FOR IMMEDIATE RELEASE
|Contact: HCFA Press Office|
HHS PROPOSES SECURITY STANDARDS FOR ELECTRONIC HEALTH DATA
HHS Secretary Donna E. Shalala today proposed new standards for protecting individual health information when it is maintained or transmitted electronically.
The new security standards were designed to protect all electronic health information from improper access or alteration, and to protect against loss of records.
At the same time, Secretary Shalala called on Congress to enact further protections to guarantee the privacy of medical records.
"The proposals we are making today set a national standard for protecting the security and integrity of medical records when they are kept in electronic form," Secretary Shalala said. "It is crucial to have these standards, as we move increasingly toward electronic medical records. But it is also not enough. In addition, we urgently need new legal protections to safeguard the privacy of medical records in all forms."
The new electronic data security standards were mandated under the Health Insurance Portability and Accountability Act of 1996 (HIPAA), which also called on the Secretary of HHS to make recommendations to Congress on how to protect the privacy of health information. Secretary Shalala delivered her recommendations for new health privacy legislation last September. Under HIPAA, Congress is given until August 1999 to enact privacy protections. If Congress fails to act by that time, HIPAA authorizes the Secretary to implement privacy protections by regulation.
"Electronic medical records can give us greater efficiency and lower cost. But those benefits must not come at the cost of loss of privacy," Shalala said. "The proposals we are making today will help protect against one kind of threat -- the vulnerability of information in electronic formats. Now we need to finish the bigger job and create broader legal protections for the privacy of those records."
Today's proposed regulations include technical guidance as well as administrative requirements for those who use electronic health information, medical records of individuals. All health plans, health care providers, and health care clearinghouses that maintain or transmit health information electronically will be required to establish and maintain responsible and appropriate safeguards to ensure the integrity and confidentiality of the information.
Depending on size and complexity, health care businesses will have different security needs. All will have to comply with the security requirements. Some businesses may need to implement more sophisticated safeguards than others.

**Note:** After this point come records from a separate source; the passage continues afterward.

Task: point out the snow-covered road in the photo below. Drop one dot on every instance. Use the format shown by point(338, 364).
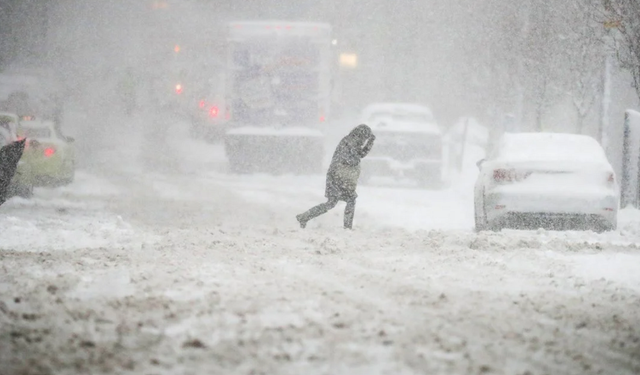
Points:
point(141, 269)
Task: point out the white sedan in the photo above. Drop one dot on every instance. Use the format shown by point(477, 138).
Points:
point(546, 180)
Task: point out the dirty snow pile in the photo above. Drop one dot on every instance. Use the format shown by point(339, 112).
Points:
point(178, 271)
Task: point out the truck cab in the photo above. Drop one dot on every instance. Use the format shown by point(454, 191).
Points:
point(278, 89)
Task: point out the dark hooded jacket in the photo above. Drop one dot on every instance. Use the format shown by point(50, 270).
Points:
point(9, 157)
point(344, 171)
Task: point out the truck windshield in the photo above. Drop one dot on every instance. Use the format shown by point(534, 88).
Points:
point(276, 81)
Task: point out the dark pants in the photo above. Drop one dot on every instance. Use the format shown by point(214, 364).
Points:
point(322, 208)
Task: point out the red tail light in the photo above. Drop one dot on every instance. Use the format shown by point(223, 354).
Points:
point(502, 175)
point(509, 175)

For example, all firms that transmit or maintain electronic health information will need to develop a security plan, provide training for employees, and secure physical access to records. Health information about individuals must be protected during transmission and where maintained in electronic form. Other administrative procedures, physical safeguards, and technical security measures will also be needed.
"This is not a one size fits all security plan," said Nancy-Ann DeParle, Administrator of the Health Care Financing Administration, "but a carefully developed set of standards. They should ensure that individual records are secure while providing the flexibility for each health care business."
The proposal includes an electronic signature standard which specifies that a digital signature be used when an electronic signature is required for one of the standard transactions specified in the law. This standard will verify the identity of the person signing and the authenticity of an electronic health care document.
The proposal, to be published in the Federal Register, is one of a series of administrative simplification efforts required by HIPAA. Other HIPAA-required proposals include standards for a uniform electronic health care claim (and other common administrative transactions), and for reporting diagnoses and procedures in the transactions.
HIPAA also required HHS to establish standards for unique identifier numbers for health care providers, employers and health plans. Proposals have already been made for employers and providers.
In addition, HIPAA called on HHS to adopt standards for a unique health identifier number for each individual American. However, the Clinton Administration has said no proposal for patient identifier numbers will be implemented until privacy protections, as called for by HIPAA, have been put in place.